The blue line artifact (IV)
A four episodes' lecture about microscopic deception

Let's continue with our deep dive into - what we think is - microscopic reality. Please remember the cause for this discussion, a photograph as already shown in our previous issues (fig. 1). At first glance it looks like a primitively tampered image - with someone drawing a blue line around the egg! But again - believe it or not - this is an actual image, directly out of the microscope camera.

Fig. 1: The cause for our discussion - a tardigrade egg photomicrograph, with a strange blue contour line!

Admittedly, we took you to a misleading sideline - about the color effects encountered when looking at diatom shells.

We simply wanted to provide more time for you reasoning and discussion. In the meantime we received a full direct explanation hit by one of our readers which is in accordance with our own simulation experiments and conclusion.

Simulation #1

As reported in our February issue, the tardigrade eggs are displaying those blue lines only in intact, fully globular state. Furthermore we can assume that the egg shell should be made up of an optically denser material than water. As a consequence we tried a simulation with a glass hemisphere inspected against a perfectly gray sky. Similar as in the case of the egg the glass material is optically denser than its air environment.

Fig. 2: Simulation of the conversion of a neutrally-gray, cloudy sky to an intensively blue color. For improved handling the glass sphere was glued to a glass pane. When observing the gray sky tangentially through the semisphere and turning it about its vertical axis a typical sequence of rainbow colors (in form of concentric rings) will appear, one after another. In the most extreme position, the one shown here in the photograph, only blue light is making its entry into the semisphere, followed by a final black (complete darkness). As you can see the semisphere is working similar to a prism in this setup, separating daylight into its spectral components.

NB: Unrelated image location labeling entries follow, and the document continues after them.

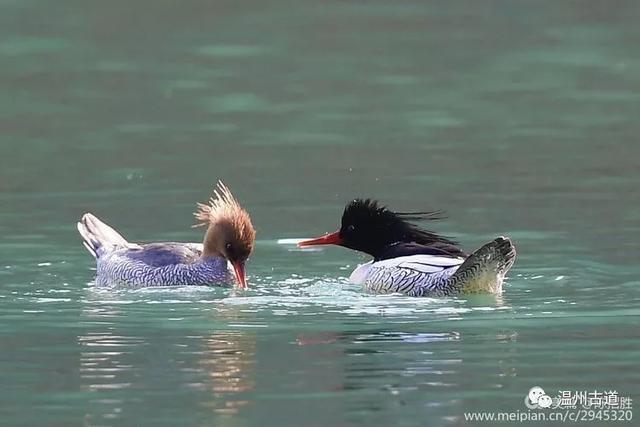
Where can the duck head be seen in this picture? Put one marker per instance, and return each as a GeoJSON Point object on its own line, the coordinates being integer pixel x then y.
{"type": "Point", "coordinates": [368, 227]}
{"type": "Point", "coordinates": [230, 233]}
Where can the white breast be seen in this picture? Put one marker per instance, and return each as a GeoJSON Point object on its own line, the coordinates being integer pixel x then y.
{"type": "Point", "coordinates": [425, 264]}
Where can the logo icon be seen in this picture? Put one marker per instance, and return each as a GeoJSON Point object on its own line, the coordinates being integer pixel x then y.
{"type": "Point", "coordinates": [537, 398]}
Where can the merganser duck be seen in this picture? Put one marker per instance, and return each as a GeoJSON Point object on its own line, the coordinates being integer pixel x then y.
{"type": "Point", "coordinates": [414, 261]}
{"type": "Point", "coordinates": [227, 244]}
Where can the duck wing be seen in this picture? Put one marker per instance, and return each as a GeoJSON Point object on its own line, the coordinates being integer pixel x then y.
{"type": "Point", "coordinates": [402, 249]}
{"type": "Point", "coordinates": [165, 253]}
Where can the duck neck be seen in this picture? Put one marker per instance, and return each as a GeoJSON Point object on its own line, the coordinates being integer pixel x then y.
{"type": "Point", "coordinates": [211, 243]}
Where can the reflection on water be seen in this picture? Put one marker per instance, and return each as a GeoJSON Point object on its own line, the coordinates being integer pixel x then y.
{"type": "Point", "coordinates": [228, 360]}
{"type": "Point", "coordinates": [221, 362]}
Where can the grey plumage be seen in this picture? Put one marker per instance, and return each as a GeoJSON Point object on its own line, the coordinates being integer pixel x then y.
{"type": "Point", "coordinates": [157, 264]}
{"type": "Point", "coordinates": [483, 271]}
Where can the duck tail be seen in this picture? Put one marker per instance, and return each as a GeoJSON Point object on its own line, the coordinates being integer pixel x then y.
{"type": "Point", "coordinates": [97, 236]}
{"type": "Point", "coordinates": [484, 270]}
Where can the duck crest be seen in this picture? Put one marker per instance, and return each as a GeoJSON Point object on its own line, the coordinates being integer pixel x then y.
{"type": "Point", "coordinates": [399, 225]}
{"type": "Point", "coordinates": [223, 208]}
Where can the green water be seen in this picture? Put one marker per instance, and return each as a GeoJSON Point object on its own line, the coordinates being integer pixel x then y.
{"type": "Point", "coordinates": [517, 118]}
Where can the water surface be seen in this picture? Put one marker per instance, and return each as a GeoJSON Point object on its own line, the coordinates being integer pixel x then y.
{"type": "Point", "coordinates": [517, 119]}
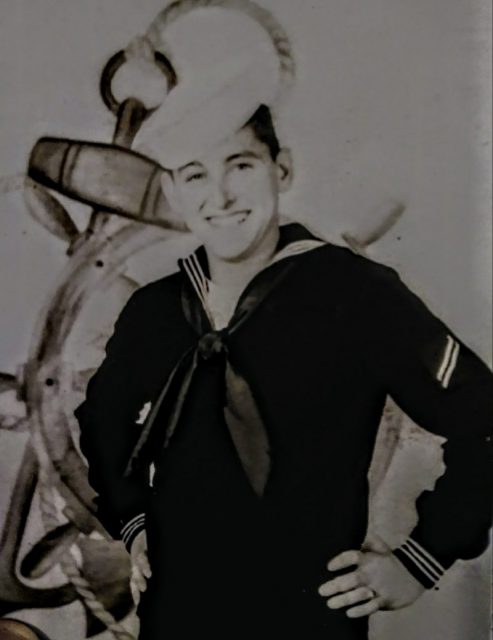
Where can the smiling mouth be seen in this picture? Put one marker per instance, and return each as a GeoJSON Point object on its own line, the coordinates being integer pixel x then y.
{"type": "Point", "coordinates": [229, 219]}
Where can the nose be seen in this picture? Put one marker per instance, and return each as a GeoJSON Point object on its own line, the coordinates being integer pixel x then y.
{"type": "Point", "coordinates": [221, 196]}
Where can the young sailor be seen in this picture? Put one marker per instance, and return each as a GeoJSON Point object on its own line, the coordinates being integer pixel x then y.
{"type": "Point", "coordinates": [230, 429]}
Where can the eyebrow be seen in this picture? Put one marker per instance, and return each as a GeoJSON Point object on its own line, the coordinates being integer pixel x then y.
{"type": "Point", "coordinates": [190, 165]}
{"type": "Point", "coordinates": [243, 154]}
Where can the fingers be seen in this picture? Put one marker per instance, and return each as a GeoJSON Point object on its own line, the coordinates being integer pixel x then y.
{"type": "Point", "coordinates": [341, 584]}
{"type": "Point", "coordinates": [365, 609]}
{"type": "Point", "coordinates": [351, 597]}
{"type": "Point", "coordinates": [345, 560]}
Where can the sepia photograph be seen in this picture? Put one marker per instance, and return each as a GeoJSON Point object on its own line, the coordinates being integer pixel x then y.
{"type": "Point", "coordinates": [246, 320]}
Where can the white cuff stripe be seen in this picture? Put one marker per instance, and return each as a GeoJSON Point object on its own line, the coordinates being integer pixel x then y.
{"type": "Point", "coordinates": [418, 564]}
{"type": "Point", "coordinates": [445, 359]}
{"type": "Point", "coordinates": [130, 526]}
{"type": "Point", "coordinates": [452, 365]}
{"type": "Point", "coordinates": [449, 362]}
{"type": "Point", "coordinates": [128, 536]}
{"type": "Point", "coordinates": [428, 571]}
{"type": "Point", "coordinates": [427, 556]}
{"type": "Point", "coordinates": [129, 530]}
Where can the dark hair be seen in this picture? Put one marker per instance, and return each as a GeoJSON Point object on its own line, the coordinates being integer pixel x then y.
{"type": "Point", "coordinates": [263, 127]}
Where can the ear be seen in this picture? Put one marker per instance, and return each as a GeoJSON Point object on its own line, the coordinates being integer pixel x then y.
{"type": "Point", "coordinates": [284, 163]}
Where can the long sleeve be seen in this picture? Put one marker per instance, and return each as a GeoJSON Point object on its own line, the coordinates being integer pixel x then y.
{"type": "Point", "coordinates": [445, 388]}
{"type": "Point", "coordinates": [109, 427]}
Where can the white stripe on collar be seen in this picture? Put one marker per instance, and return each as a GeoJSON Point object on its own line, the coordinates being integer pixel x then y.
{"type": "Point", "coordinates": [200, 281]}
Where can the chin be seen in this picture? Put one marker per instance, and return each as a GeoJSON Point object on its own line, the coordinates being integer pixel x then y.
{"type": "Point", "coordinates": [230, 251]}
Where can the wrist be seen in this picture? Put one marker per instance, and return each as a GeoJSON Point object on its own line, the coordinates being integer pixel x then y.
{"type": "Point", "coordinates": [420, 563]}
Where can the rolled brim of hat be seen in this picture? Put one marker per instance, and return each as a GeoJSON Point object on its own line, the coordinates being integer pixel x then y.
{"type": "Point", "coordinates": [201, 112]}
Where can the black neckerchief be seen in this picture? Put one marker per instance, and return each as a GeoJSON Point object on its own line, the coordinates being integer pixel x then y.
{"type": "Point", "coordinates": [241, 414]}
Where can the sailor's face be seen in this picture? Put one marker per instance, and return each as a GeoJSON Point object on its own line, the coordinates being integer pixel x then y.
{"type": "Point", "coordinates": [229, 197]}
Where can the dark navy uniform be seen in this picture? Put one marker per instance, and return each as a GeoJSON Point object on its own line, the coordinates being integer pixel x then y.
{"type": "Point", "coordinates": [321, 352]}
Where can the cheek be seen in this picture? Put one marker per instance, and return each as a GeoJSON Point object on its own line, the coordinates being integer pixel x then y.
{"type": "Point", "coordinates": [257, 186]}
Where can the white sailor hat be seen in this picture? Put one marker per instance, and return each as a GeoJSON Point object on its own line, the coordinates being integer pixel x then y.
{"type": "Point", "coordinates": [224, 76]}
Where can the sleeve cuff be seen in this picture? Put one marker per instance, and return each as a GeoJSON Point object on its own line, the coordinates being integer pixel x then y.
{"type": "Point", "coordinates": [421, 564]}
{"type": "Point", "coordinates": [132, 529]}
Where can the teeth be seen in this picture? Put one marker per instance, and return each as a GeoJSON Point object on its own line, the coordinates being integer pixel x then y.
{"type": "Point", "coordinates": [228, 220]}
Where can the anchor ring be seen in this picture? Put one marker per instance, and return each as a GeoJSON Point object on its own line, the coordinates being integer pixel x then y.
{"type": "Point", "coordinates": [113, 65]}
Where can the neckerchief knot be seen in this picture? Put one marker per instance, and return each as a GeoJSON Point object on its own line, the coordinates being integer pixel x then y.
{"type": "Point", "coordinates": [212, 344]}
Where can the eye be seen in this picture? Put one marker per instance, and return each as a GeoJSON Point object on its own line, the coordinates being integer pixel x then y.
{"type": "Point", "coordinates": [243, 166]}
{"type": "Point", "coordinates": [194, 177]}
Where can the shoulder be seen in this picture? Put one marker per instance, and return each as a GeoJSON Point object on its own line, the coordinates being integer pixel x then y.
{"type": "Point", "coordinates": [353, 269]}
{"type": "Point", "coordinates": [157, 292]}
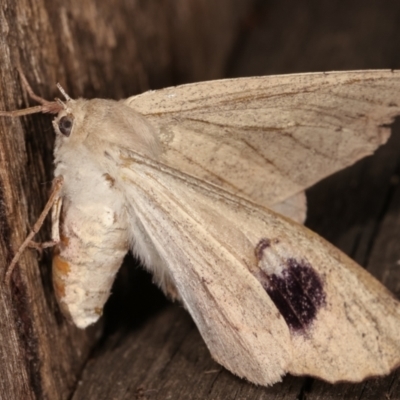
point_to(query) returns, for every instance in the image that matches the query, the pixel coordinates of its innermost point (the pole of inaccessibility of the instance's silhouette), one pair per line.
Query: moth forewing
(268, 296)
(269, 138)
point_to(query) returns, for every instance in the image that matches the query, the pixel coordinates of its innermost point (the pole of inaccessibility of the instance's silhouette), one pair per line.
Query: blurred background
(118, 48)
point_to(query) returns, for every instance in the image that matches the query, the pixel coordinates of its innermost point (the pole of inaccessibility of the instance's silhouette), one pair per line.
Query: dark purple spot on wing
(297, 292)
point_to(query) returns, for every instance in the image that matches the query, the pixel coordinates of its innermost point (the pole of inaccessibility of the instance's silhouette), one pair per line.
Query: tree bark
(103, 49)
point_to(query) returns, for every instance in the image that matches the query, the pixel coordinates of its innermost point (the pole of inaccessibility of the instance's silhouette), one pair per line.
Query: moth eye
(65, 125)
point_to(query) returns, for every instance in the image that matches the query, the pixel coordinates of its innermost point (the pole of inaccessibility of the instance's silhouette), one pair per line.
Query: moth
(205, 184)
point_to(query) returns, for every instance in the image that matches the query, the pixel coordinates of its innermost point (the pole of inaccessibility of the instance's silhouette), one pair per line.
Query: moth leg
(57, 185)
(39, 247)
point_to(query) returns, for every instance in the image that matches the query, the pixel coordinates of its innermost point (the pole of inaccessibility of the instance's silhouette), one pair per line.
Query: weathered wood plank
(357, 209)
(108, 49)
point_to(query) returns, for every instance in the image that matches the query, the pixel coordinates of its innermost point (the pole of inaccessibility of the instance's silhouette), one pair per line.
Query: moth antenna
(64, 93)
(46, 106)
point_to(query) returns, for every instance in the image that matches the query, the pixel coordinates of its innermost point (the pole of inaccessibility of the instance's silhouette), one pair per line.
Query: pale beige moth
(204, 183)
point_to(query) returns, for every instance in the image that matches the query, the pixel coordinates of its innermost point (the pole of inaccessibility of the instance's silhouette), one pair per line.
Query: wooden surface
(106, 49)
(150, 349)
(162, 356)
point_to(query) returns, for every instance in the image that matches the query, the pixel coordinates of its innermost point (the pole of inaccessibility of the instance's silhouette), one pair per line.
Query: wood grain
(107, 49)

The conclusion from this experimental setup is that a spherical surface geometry can function similar to a prism when light is entering at an extreme tangential angle, separating the gray sky light into its various wavelength proportions. A combination of dispersion (to various color rings) and filtering (to pure blue) is the obvious result.

Simulation #2

As a second step we are going to reduce the dimensions of our object in order to approximate the tinyness of a much smaller object. As we didn't come across suitable glass spheres we resorted to a thin glass cannula (i.e. a hollow glass needle). Such a cannula can be fixed to an object slide by means of sticky tape an then be observed under a microscope. At low magnification, under the dissecting microscope, the cannula looks just like what one might expect: simply transparent with no color effect at all:

Fig. 3: The experimental setup with a hollow glass needle, as seen under a dissecting microscope, at low magnification. The hollow glass needle has an outer diameter of 180 µm (0,18 mm). It is fixed to a normal microscopic slide glass by means of transparent sticky tape (as can be seen on the right side of the image). The glass definitely doesn't provide any blue contour line here - none at all!

But watch:

Fig. 4: The same setup as in fig. 3, but at slightly higher (medium) magnification. It took us some time to fine-adjust the microscope substage condenser in combination with the iris diaphragm, in order to obtain the two blue contour lines as shown here in the photograph. But suddenly they jumped into place - disctinct and with a beautifully saturated blue color. That's it!

Fig. 5: Same setup as in fig. 4 but this time at strong magnification. Please note that the blue lines appear to be not exactly at the glass edges but slighty displaced to the inner volume of the glass. This is in full accordance with the bizarre blue line placement in fig. 1, making the effect even more mysterious.